Wichtig ist, dass sich Ihr Konto nicht im Minus befindet und Sie noch kein anderes Pfändungsschutzkonto haben.

Es ist empfehlenswert, das Girokonto schon frühzeitig in ein Pfändungsschutzkonto zu verwandeln. So kann ein bestimmter Betrag bei Ihrem Kontoguthaben nicht gepfändet werden. Zahlen Sie Kontoführungsgebühren, dürfen diese auch weiter von der Bank verlangt werden.

Wichtig: Sie haben ein Gemeinschaftskonto? Dann können Sie es nicht in ein Pfändungsschutzkonto umwandeln. Vorher ist es notwendig, daraus ein Einzelkonto zu machen. Es darf nur einen Kontoinhaber für die Kontoführung geben.

Zu den unpfändbaren Beträgen gehören übrigens Zahlungen der Familienkassen, wie das Kindergeld. Auch die Zahlungen einiger Sozialleistungsträger gehören dazu.

Wie hoch sind die Pfändungsfreigrenzen?

Wie hoch im Rahmen eines Pfändungsschutzkontos der Pfändungsfreibetrag ist, hängt davon ab, wie viele Kinder Sie haben und wie viele Menschen auch wirtschaftlich von Ihnen abhängig sind. Gegenstände und Beträge, die unter Pfändungsschutz laufen, fließen auch nicht in die Insolvenzmasse ein. Sie können hier einen Blick in die Pfändungstabelle werfen. Der pfändungsfreie Betrag darf nicht unter dem Existenzminimum liegen.
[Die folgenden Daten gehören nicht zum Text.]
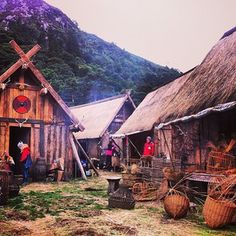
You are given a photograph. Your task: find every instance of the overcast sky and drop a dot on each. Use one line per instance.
(176, 33)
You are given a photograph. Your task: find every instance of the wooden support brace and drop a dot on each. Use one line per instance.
(87, 157)
(76, 156)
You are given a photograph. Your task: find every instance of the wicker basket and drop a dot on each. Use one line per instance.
(218, 213)
(14, 187)
(130, 179)
(4, 187)
(121, 198)
(176, 205)
(220, 161)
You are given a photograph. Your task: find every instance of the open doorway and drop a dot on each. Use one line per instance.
(18, 134)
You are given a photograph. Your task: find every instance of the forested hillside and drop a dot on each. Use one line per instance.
(80, 66)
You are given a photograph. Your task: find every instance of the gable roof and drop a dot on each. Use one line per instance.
(210, 85)
(40, 77)
(97, 116)
(148, 111)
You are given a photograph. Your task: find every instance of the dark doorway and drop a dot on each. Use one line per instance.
(18, 134)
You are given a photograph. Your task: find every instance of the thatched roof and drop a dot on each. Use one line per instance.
(211, 83)
(97, 116)
(147, 113)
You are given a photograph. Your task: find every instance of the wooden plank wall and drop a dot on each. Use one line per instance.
(49, 131)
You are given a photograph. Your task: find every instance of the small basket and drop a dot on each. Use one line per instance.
(218, 213)
(176, 205)
(220, 161)
(121, 198)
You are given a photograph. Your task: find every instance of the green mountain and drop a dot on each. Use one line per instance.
(80, 66)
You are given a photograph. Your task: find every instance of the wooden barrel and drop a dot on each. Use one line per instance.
(4, 187)
(40, 170)
(14, 187)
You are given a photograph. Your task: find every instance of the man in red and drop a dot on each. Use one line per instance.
(26, 160)
(149, 147)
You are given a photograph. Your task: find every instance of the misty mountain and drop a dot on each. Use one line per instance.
(80, 66)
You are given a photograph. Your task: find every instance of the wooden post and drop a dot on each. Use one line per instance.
(76, 155)
(87, 157)
(127, 149)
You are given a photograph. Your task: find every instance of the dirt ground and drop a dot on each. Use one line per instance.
(80, 208)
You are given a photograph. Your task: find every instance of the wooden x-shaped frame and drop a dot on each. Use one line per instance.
(24, 59)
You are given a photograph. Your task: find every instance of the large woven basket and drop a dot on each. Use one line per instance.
(4, 187)
(176, 205)
(218, 213)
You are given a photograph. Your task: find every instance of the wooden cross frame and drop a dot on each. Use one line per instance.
(22, 62)
(25, 63)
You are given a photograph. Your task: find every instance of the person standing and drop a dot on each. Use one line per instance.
(26, 160)
(109, 152)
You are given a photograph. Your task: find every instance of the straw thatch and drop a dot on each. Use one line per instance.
(147, 113)
(211, 83)
(97, 116)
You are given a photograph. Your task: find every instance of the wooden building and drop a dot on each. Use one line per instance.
(31, 111)
(141, 123)
(204, 108)
(100, 119)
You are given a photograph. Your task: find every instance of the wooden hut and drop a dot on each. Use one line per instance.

Sie können bei einem Pfändungsschutzkonto jederzeit Geld abheben, wenn Sie ein Guthaben haben. Alles, was gepfändet werden kann, wird abgeführt. Sie laufen also nicht Gefahr, neue Schulden zu machen.

Generell ist es immer eine gute Idee, bei Schulden, die Sie nicht mehr bedienen können, zu einer Schuldnerberatungsstelle zu gehen. Dies ist generell der erste Weg, auch wenn Sie über eine Insolvenzeröffnung nachdenken.

Jeder Bürger kann ein Guthabenkonto abschließen

Wenn Sie bei einer Bank ein neues Konto eröffnen, dann muss die Bank Sie als Neukunde nicht unbedingt ein Konto geben. Haben Sie jedoch bei einer Bank schon ein Konto, dann haben Sie auch den Anspruch darauf, dieses in ein Guthabenkonto oder ein P-Konto umzuwandeln.

Tipp: Sie können online schauen, welche Bank Ihnen die Möglichkeit bietet, günstig ein Konto zu eröffnen und dieses auch von Beginn an als Pfändungsschutzkonto zu führen.

Alle Konten müssen benannt werden

Wenn Sie in die Privatinsolvenz gehen, dann sollten Sie generell alle Konten angeben. Der Gerichtsvollzieher wird es herausfinden, wenn Sie eines oder auch mehrere Girokonten verschweigen.

Teilweise gibt es Schuldner, die sich die Verfügungsbefugnis für ein anderes Konto geben lassen. Dies wird ebenfalls bei den Behörden vermerkt. Eine Pfändung des Kontos einer anderen Person ist nicht möglich. Allerdings kann geprüft werden, ob auf dem Konto Guthaben besteht, das zu Ihren Gunsten dort vermerkt ist.